The Subcommittee Chairs released the following statement about the hearing:
“America has led the world in reducing emissions without sacrificing innovation, economic development or our national security. We’ve done more than any other country in the world to promote freedom, raise the standard of living and fight poverty, while also maintaining some of the best environmental and labor standards in the world. This is a legacy worth preserving and building upon. The best way to achieve this is by ensuring a strong energy mix that lowers energy costs for people, creates jobs, encourages innovation and secures our supply chains. As the committee prepares to lead a bipartisan delegation to COP28 next month, we look forward to celebrating America’s energy and environmental record and discussing how the U.S.—not China—continues to lead on unleashing clean energy across the board.”
In addition to Dr. Schweitzer, several other subject matter experts testified, including:
- Anne Bradbury, CEO, American Exploration & Production Council.
- David Gattie, Ph.D., Associate Professor of Engineering and Senior Fellow, Center for International Trade and Security, University of Georgia.
- Noah Kaufman, Ph.D, Senior Research Scholar, Center for Global Energy Policy at Columbia University.
The following issues were examined at the hearing:
- The importance of American global energy leadership.
- Policies that affect the supply and delivery of energy.
- Opportunities to expand access to clean, affordable, and reliable energy, including through innovation and technology.
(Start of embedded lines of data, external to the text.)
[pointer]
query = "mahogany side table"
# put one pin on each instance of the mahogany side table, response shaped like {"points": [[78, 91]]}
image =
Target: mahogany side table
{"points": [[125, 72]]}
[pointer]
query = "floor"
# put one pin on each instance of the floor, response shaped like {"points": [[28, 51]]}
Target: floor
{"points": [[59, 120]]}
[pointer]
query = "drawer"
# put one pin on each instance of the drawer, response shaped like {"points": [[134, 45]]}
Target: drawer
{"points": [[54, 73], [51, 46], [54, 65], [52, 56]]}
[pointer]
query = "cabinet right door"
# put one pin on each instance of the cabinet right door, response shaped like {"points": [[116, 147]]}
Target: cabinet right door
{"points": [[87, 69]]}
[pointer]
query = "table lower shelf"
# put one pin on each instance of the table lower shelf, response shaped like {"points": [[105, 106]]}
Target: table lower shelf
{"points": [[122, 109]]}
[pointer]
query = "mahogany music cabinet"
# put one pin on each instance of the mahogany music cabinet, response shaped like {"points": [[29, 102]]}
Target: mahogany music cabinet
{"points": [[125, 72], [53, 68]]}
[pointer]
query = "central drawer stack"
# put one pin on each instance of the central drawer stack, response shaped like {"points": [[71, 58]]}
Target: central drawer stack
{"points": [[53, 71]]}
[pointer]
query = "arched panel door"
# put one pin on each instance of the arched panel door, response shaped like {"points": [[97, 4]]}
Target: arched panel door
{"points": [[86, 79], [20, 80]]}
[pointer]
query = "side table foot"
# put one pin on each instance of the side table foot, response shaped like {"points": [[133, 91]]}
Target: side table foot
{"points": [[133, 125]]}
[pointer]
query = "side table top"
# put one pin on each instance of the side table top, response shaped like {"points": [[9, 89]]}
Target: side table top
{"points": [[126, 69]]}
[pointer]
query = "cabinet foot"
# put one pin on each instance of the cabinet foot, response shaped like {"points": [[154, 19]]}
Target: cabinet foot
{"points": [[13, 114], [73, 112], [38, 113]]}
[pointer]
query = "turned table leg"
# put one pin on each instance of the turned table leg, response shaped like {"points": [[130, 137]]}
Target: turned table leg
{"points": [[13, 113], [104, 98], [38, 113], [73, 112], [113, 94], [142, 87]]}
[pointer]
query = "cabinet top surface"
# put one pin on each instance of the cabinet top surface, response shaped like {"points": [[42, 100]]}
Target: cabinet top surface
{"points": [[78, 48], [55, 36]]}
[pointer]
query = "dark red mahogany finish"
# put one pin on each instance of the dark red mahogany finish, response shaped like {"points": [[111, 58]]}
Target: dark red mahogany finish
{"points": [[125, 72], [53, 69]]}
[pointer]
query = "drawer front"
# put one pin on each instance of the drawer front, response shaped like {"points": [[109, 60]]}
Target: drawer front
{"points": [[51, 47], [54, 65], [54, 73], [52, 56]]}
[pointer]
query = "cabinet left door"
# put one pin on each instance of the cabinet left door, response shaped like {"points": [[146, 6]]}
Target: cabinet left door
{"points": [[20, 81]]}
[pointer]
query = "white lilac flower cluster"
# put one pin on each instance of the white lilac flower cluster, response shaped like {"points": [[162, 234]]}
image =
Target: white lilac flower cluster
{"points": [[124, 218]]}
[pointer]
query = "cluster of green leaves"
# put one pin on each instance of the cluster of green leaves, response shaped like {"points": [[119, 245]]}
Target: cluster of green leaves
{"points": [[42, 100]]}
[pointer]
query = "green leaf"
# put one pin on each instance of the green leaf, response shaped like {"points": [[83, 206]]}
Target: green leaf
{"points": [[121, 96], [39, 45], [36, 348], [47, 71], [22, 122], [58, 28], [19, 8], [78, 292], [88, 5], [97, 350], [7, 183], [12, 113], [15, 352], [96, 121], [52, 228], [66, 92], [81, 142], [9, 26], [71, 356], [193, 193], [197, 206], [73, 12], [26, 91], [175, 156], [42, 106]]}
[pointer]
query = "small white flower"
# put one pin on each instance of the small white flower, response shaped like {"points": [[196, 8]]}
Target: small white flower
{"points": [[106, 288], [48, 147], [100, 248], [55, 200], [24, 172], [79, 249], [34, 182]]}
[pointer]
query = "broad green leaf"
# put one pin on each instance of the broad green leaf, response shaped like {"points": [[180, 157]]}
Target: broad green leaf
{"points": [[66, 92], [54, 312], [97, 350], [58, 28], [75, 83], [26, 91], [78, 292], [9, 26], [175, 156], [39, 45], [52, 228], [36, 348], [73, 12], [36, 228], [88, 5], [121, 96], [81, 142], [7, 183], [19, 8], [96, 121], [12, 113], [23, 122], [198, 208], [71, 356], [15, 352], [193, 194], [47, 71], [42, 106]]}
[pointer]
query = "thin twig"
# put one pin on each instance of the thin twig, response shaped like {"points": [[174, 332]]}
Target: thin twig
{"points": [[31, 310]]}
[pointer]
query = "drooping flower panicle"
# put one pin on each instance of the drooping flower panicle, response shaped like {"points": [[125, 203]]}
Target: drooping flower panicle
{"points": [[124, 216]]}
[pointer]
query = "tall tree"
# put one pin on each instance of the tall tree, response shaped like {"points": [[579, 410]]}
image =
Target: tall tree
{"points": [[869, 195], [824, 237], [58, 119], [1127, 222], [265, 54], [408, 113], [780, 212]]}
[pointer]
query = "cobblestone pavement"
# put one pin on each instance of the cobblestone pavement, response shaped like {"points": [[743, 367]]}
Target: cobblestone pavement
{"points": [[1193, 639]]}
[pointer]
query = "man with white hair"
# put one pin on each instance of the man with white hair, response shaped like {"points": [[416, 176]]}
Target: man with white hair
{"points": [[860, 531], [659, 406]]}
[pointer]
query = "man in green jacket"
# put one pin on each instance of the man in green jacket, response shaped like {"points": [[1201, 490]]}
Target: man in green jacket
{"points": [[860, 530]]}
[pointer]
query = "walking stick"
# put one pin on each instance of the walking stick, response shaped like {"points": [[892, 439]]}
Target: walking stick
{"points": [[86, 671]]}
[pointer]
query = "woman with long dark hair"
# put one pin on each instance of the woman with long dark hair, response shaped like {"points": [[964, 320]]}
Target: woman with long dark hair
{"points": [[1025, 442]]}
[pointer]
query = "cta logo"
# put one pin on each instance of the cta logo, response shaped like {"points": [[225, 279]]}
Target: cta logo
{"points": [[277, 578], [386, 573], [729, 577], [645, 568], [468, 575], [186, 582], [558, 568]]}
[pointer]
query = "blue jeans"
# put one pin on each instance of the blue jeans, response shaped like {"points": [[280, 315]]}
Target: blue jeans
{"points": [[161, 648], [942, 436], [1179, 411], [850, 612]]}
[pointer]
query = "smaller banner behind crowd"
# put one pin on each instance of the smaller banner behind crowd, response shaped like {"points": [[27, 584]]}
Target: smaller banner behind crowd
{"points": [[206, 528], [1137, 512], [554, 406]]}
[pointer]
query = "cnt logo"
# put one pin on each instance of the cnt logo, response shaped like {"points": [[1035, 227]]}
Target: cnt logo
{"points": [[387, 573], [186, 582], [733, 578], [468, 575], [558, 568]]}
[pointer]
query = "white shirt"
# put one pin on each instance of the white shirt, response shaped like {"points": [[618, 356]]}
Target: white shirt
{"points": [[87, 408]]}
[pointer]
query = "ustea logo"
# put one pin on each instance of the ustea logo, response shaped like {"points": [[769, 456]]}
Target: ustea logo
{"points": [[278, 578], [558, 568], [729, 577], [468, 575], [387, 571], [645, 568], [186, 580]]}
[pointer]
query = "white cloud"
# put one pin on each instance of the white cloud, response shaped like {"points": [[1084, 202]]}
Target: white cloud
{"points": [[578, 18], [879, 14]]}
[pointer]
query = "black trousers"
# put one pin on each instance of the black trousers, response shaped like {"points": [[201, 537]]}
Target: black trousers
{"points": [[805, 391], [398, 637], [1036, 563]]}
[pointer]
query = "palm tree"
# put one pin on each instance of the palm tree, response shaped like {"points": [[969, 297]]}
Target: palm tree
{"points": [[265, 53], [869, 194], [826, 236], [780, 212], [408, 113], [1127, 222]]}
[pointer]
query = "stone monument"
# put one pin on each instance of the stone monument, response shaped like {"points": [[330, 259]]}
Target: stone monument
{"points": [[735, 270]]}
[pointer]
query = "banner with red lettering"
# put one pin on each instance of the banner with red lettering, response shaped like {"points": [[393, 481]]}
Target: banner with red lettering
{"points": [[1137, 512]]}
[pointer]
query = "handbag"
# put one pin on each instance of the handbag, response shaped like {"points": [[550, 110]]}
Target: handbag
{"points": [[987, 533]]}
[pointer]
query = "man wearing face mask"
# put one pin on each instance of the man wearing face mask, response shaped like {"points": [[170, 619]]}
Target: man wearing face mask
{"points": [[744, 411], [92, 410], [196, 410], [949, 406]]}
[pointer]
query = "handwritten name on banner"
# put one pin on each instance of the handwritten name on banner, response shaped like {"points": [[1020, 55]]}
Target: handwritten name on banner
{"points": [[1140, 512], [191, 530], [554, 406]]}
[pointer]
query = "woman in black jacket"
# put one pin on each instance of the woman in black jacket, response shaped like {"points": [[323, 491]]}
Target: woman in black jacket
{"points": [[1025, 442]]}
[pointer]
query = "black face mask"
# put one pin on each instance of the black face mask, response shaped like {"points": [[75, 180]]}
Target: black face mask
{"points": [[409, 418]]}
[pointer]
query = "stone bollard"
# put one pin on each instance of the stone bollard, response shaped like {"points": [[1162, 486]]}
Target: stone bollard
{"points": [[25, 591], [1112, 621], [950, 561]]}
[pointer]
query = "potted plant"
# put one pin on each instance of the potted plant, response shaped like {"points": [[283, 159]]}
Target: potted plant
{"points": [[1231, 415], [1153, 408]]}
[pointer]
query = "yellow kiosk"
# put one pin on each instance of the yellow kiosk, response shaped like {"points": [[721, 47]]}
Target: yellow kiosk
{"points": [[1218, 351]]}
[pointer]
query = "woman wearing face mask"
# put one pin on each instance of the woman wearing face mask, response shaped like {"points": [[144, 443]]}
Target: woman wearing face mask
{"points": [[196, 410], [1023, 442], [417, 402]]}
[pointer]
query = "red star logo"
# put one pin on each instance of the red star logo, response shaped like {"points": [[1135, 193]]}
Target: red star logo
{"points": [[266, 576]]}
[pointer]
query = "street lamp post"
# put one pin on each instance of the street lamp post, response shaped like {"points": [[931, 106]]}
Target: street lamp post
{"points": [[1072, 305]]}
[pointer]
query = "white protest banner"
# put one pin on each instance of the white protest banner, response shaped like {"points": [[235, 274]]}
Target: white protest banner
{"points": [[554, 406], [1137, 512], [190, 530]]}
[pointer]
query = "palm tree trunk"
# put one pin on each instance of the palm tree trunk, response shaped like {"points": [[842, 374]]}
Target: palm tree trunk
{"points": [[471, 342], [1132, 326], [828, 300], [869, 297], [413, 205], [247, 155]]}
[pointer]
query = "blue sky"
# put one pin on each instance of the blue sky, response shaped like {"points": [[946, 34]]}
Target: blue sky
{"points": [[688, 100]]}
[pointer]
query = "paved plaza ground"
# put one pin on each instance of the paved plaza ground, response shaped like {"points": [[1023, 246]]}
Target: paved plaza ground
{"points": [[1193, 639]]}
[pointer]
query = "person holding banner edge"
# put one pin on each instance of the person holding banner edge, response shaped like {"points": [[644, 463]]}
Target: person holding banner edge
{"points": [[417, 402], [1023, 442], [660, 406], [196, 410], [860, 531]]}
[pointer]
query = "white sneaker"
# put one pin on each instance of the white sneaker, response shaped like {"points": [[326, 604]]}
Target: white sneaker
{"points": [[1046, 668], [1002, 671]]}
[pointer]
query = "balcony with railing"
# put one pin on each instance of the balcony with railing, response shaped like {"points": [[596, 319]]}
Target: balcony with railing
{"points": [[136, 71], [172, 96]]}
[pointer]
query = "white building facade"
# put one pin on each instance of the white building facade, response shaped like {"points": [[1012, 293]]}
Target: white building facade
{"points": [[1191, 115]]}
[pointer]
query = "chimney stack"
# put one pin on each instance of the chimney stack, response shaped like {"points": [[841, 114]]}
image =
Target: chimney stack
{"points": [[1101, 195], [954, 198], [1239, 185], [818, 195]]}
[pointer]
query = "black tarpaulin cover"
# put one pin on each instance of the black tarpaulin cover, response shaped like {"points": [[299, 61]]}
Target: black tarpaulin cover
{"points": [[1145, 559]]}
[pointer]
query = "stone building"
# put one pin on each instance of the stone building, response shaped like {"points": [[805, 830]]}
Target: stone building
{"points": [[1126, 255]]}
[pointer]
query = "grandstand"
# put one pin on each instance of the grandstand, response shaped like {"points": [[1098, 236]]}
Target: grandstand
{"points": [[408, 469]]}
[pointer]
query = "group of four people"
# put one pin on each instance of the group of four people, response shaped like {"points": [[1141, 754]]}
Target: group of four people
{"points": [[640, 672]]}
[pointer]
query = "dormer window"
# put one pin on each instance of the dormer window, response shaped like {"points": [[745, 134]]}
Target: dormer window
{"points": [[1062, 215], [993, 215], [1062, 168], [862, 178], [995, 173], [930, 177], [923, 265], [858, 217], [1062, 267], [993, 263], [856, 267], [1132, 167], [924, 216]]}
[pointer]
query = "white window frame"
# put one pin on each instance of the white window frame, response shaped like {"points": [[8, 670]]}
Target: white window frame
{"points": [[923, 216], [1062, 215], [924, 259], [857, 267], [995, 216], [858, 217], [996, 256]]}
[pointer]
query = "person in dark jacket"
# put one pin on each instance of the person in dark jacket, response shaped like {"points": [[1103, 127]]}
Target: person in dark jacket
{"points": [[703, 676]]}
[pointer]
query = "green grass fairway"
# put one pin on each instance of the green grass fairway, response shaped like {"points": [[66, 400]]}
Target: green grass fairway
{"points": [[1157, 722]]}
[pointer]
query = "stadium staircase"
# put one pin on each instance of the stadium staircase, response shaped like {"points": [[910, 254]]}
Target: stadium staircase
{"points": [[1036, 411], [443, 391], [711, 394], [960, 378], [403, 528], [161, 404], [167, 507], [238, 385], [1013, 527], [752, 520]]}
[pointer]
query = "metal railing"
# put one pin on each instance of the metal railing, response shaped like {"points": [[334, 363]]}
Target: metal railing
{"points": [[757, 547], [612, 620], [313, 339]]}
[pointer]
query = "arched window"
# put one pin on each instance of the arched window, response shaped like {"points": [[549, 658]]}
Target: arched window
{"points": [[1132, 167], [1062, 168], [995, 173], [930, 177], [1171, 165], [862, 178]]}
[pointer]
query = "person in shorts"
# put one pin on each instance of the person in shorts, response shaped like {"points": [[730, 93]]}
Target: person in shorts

- The role of national security in domestic energy policy.
The hearing ran for three hours and included many questions from subcommittee members.
In his remarks, Dr. Schweitzer said: “In the past 30 years, we’ve seen new regulations, more difficulties permitting, prescriptions and proscriptions, subsidies, mandates, bans, incentives, and other market distorters. We’ve thrown so much sand in the gears of free enterprise that we now suffer long supply chains reaching all the way to China. What would happen if we take the sand out of the gears? Electricity is essential. And it is becoming more important: people expect to charge their electric cars and heat their houses and water with electricity. Whether our politics align more with Ds or Rs, we’re all plugging into the same wall plugs. It’s high time that we unleash the spirit of free enterprise, together…the very spirit that made America.”
In response to a question from Rep. Gary Palmer from Alabama, Dr. Schweitzer commented: “I’m very concerned about things like innovation hubs, tech hubs, and subsidized this and that, and mandates, and bans, and taxes, and tariffs, and quotas all being used as tools when what they are is market distorters. We are at a point in our society when we need to make it easier, not harder, to build a factory. It takes, some people say, 2-3 times longer to build a factory in the United States than it does in China. So capital, which always gets its pay, is going to move that direction…I beg, please do what we can to make it easier to drill a hole, mine and refine, to produce, to manufacture, invent and create, whether it is critical minerals, diplomas, or pills, or food products, or clothing. We have to be able to compete to serve.”